Based on a cesium Bose-Einstein condensate driven across a quantum phase transition, we have observed in the past years a series of interesting phenomena: emergence of topological defects (domain walls), exotic excitations (rotons), as well as the scaling symmetry of temporospatial correlations (Kibble-Zurek mechanism). A fundamental question I will address in this talk is: Is inflation a symmetry-breaking process that follows the second law of thermodynamics, or a quantum coherent process that is unitary and reversible?

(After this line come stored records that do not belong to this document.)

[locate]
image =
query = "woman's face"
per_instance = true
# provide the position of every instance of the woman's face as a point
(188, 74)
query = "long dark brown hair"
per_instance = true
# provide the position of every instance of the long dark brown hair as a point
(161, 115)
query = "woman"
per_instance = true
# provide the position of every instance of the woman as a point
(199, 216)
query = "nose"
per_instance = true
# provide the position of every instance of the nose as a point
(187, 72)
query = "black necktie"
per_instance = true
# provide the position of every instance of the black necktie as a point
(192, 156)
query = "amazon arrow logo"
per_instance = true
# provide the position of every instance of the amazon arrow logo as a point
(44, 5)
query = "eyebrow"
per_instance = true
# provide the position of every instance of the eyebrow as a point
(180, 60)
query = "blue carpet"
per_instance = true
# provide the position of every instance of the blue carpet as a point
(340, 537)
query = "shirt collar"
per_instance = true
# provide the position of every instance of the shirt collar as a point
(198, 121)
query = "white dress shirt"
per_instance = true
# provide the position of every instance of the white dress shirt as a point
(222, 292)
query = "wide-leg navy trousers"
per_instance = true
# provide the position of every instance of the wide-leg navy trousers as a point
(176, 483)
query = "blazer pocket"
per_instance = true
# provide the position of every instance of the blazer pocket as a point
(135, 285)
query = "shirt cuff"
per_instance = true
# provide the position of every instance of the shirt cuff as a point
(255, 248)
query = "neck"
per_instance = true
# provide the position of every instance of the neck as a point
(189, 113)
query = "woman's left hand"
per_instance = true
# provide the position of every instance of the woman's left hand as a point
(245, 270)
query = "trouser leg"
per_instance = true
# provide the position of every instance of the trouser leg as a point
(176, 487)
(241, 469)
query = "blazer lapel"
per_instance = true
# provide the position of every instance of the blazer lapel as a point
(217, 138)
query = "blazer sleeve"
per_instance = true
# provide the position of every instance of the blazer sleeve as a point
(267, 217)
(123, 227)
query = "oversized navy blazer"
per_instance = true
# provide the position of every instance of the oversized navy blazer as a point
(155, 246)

Cheng Chin pursued his graduate studies with Steven Chu at Stanford University, receiving his Ph.D. degree in 2001. After a postdoctoral fellowship at Stanford University (2001-2003) and then at Innsbruck University (2003-2005), he joined the faculty of the University of Chicago, where he has been a full professor in the Physics Department, the James Franck Institute, and the Enrico Fermi Institute since 2013. He was a Lise-Meitner Research Fellow (2003-2005), an Alfred P. Sloan Research Fellow (2006-2008), a David and Lucile Packard Fellow (2006-2011) and an Alexander von Humboldt Fellow (2012-2015). He has been honored with the Overseas Chinese Physics Association Outstanding Young Researcher Award (2006), the National Science Foundation CAREER award (2008), the IUPAP Young Scientist Prize in AMO Physics (2008), the APS I.I. Rabi Prize (2011), and the National Taiwan University Distinguished Alumni Award in Physics (2014). Professor Chin is a Fellow of the American Physical Society.